All modules must provide a few simple methods. Some of these methods can usually be accomplised in a single statement but sometimes require more complex coding.
const char *modname(void)
returns the name of
the module. The usual implementation just returns a constant
string. A few modules are more complex: tokwall and tap return
an a string allocated at construiction time (due to the need to
attach a number), and dlopen checks whether object file provides
the method or not. Returning NULL is not acceptableint reset()

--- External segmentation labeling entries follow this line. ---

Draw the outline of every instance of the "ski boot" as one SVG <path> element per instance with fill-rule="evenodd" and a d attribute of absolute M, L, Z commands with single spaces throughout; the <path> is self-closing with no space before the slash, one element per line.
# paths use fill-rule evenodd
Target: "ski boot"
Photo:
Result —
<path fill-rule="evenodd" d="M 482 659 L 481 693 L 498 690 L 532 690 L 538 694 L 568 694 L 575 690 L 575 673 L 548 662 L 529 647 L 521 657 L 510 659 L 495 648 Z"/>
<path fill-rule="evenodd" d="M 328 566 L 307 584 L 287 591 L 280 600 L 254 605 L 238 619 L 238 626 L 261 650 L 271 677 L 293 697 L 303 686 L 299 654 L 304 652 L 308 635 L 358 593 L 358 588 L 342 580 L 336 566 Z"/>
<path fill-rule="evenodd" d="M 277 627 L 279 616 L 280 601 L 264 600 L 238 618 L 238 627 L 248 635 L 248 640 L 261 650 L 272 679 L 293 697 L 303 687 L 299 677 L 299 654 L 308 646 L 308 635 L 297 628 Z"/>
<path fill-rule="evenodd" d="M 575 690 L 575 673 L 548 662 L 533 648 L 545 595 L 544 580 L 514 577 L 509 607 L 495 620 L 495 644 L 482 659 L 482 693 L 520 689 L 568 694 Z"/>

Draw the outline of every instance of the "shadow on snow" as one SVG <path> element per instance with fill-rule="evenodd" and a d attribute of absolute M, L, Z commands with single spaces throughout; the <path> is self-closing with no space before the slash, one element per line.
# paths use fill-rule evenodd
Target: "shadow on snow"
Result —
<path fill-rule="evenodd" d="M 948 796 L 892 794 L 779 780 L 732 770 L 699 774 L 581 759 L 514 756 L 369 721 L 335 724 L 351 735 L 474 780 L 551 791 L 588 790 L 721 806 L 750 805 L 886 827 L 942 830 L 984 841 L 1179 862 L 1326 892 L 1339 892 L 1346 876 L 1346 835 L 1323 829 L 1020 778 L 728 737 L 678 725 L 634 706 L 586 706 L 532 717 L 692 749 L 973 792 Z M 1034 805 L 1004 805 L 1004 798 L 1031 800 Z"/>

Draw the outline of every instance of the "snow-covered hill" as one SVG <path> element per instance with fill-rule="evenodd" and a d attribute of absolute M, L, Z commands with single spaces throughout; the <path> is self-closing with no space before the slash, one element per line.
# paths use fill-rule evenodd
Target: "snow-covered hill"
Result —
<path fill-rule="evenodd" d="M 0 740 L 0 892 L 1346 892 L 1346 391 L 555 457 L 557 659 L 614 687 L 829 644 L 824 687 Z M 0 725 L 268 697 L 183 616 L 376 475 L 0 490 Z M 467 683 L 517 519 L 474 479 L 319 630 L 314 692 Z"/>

resets all the state of the module
bar tunable options, which must remain unchanged. This method
must be callable at any time with any internal state. The method
should de-allocate any memory that has been allocated during
processing. The method returns 1 if the reset succeeded and 0
otherwise.int feed_tokens(void)
is the main method. The
methods should return 0 at the end of a token stream and 1 at all
other times. See the reading and outputing sections below for
detial of these operations.
Any token that the method obtains from the previous stage
should be either freed or passed on. Forgetting about tokens and
creating vast memory leaks is not acceptable. If the
previous stage is NULL, which modules may assume is not the case
unless there is a good reason yo assume otherwise, must not use
the feed()
, read()
, or any related
method.
Modules must allocate new tokens using the new() method. Using static data is not possible, due to the rule that methods must either free or pass on tokens. All tokens that reach the output code are freed after use.
The feed_token()
method must may queue any
non-negative number of tokens for each call. The method must
never return 1 and queue no tokens
indefinately.
All tok_trans modules output tokens by putting tokens on their output fifo. Once tokens have been inserted omto the output fifo they have been output irrecovably; once a token has been queued on the poutput file the next stage has an inalienable right to remove it from the queue.
Use a seperate fifo to hold output that might need something prepended, modifcation or destruction instead of mkaing assumptions about the next stage. Modules must not make assumptions about the next or previous stages. list.cc does this when it sees items that might or might not constitute a list.
See the seperate information on fifos for detials of avialable methods of adding items to fifos.
const tok *
items are read using the feed()
method. feed() returns NULL at the end of a file. Remember that it
must be possible to use the reset()
method when the
module is in this state.
Modules may push tokens back using the push_back
method. The fifo<tok>
or const tok
*
pushed back is prepended to the input fifo and thus will
appear before any new input. In particular this means that reading
two tokens and pushing them back in the same order they were read
will return them will feed() them back in reverse order. This
method depends on the previous stage not being NULL, because it
manipluates the previous stage's output fifo.